🤖 AI Summary
To address low sample efficiency, poor generalization, and challenging sim-to-real transfer for wheeled robots navigating vertically challenging terrains, this paper proposes Verti-Selector, an automated curriculum learning framework. The method integrates reinforcement learning with the Chrono multi-physics engine (VW-Chrono) for high-fidelity simulation and is validated on the real-world Verti-4-Wheeler platform. Its core contribution is a novel TD-error-driven terrain-adaptive sampling mechanism that dynamically prioritizes regions with high temporal-difference error, enabling capability-boundary-guided, progressive curriculum generation without manual environment sequencing. Experimental results demonstrate a 23.08% improvement in task success rate in both simulation and physical deployment, alongside significantly enhanced cross-domain transfer robustness and real-world deployability.
📝 Abstract
Reinforcement Learning (RL) has the potential to enable extreme off-road mobility by circumventing complex kinodynamic modeling, planning, and control by simulated end-to-end trial-and-error learning experiences. However, most RL methods are sample-inefficient when training in a large amount of manually designed simulation environments and struggle at generalizing to the real world.

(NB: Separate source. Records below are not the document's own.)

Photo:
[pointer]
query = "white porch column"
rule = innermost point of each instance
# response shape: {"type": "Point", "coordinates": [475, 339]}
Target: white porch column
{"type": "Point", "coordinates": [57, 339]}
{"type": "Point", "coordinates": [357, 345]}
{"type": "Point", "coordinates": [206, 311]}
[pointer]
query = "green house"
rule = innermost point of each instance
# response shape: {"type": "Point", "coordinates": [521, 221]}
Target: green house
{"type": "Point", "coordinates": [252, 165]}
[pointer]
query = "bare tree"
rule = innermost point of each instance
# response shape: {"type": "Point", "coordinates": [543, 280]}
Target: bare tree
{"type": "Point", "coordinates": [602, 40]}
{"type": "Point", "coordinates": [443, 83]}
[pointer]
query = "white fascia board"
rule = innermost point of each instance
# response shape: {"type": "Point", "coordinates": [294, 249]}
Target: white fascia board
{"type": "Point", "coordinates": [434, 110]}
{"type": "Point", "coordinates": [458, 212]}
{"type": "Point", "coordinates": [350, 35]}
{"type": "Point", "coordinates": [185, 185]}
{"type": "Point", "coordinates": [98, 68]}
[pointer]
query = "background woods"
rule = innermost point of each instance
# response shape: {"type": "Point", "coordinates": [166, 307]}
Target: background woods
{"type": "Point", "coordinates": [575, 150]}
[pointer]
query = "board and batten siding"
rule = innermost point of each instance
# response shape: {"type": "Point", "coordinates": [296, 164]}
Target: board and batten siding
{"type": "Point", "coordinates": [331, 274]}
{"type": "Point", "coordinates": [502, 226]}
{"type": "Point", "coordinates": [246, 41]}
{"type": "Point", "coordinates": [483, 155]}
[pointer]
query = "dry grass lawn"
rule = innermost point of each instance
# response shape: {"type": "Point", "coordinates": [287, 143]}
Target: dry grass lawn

To address these issues, we introduce VertiSelector (VS), an automatic curriculum learning framework designed to enhance learning efficiency and generalization by selectively sampling training terrain. VS prioritizes vertically challenging terrain with higher Temporal Difference (TD) errors when revisited, thereby allowing robots to learn at the edge of their evolving capabilities. By dynamically adjusting the sampling focus, VS significantly boosts sample efficiency and generalization within the VW-Chrono simulator built on the Chrono multi-physics engine. Furthermore, we provide simulation and physical results using VS on a Verti-4-Wheeler platform. These results demonstrate that VS can achieve 23.08% improvement in terms of success rate by efficiently sampling during training and robustly generalizing to the real world.